Assuming that the state government decides to preserve the Chinese quota, SUPP deputy secretary-general Wong Soon Koh is likely to take over as deputy chief minister from party president Gerorge Chan, who was defeated in Piasau.
Wong, a minister in the last cabinet who won in Bawang Assan, is the more senior of the two successful Chinese candidates from SUPP.
The other candidate, Lee Kim Shim, who scraped through in Senadin, is likely to be promoted to full minister.
SUPP had two ministers and four assistant ministers in the previous administration.
If the quota is retained, the other four SUPP candidates who won in the election will be made assistant ministers.
But the four are all bumiputeras: Ranum Mina in Opar, Jerip Susil in Bengoh, Johnical Rayong in Engkilili and Francis Harden Hollis in Simanggang.
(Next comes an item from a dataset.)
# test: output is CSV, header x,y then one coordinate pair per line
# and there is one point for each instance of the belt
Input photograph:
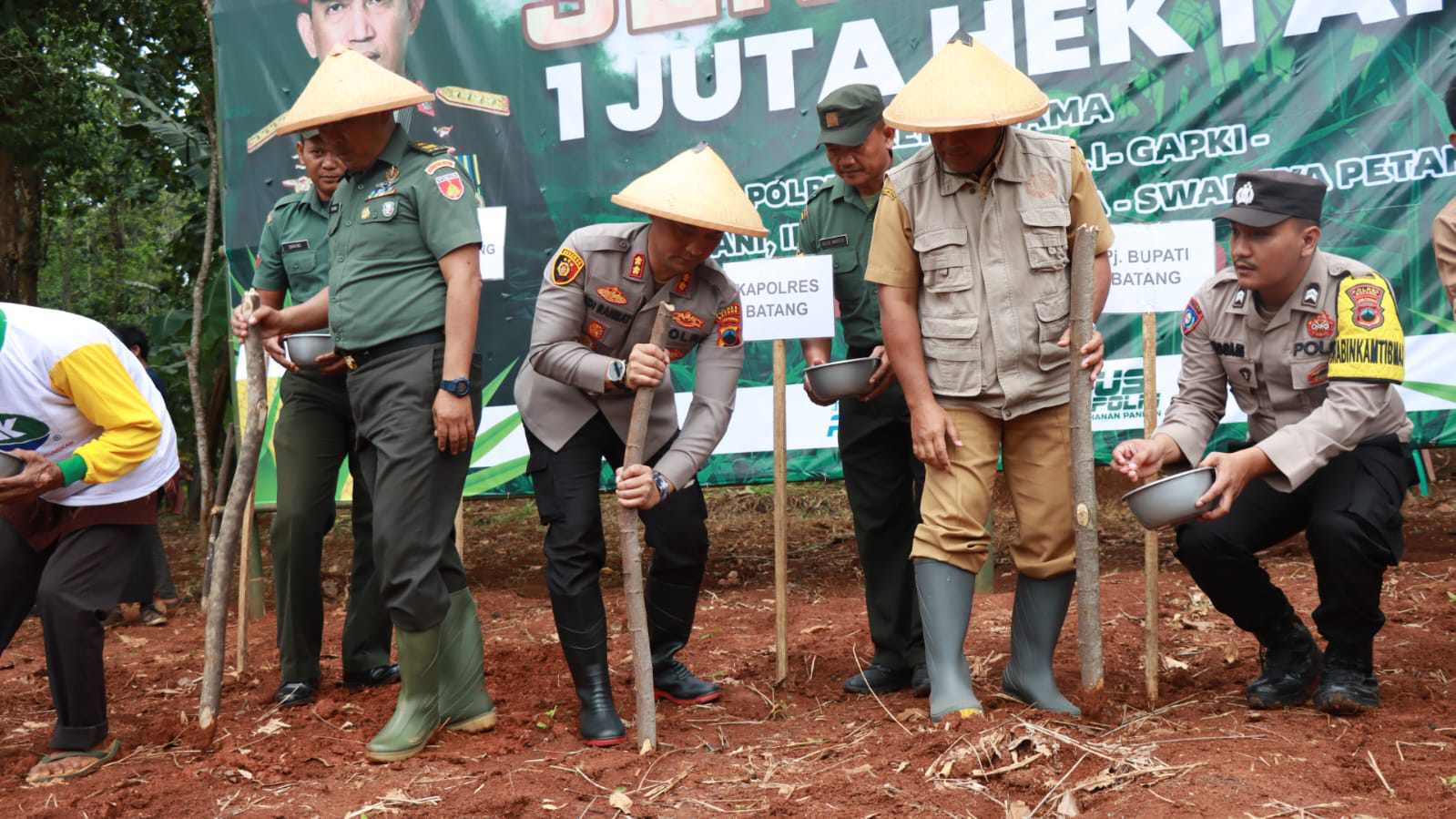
x,y
355,359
And what about change in the party? This had been much talked about by SUPP leaders, including Chan, who is not the frst SUPP president to be defeated by the DAP.
His immediate predecessor, Deputy Chief Minister Wong Soon Kai, was trounced by Sarawak DAP Chairman Wong Ho Leng in Bukit Assek in 1996.
Chan is close to Chief Minister Abdul Taib Mahmud, whose son is married to his daughter.
This made him an easy target for the opposition, especially the DAP.
Political analyst James Chin of Monash University said that a critical factor in the decision of Chinese voters was Taib, whom they regarded as overstaying.
Analyst Ong Kian Ming of UCSI University said that SUPP had not been able to deflect the attack on Taib.
He said that SUPP had also failed to respond to "changes in the urban political landscape."
Chan has not indicated that he will resign as party president.
If he decides to stay on, he is will probably give the reason that he wants to supervise changes in the party.
The danger for SUPP is that the Chinese will look at such a situation as "the same old story".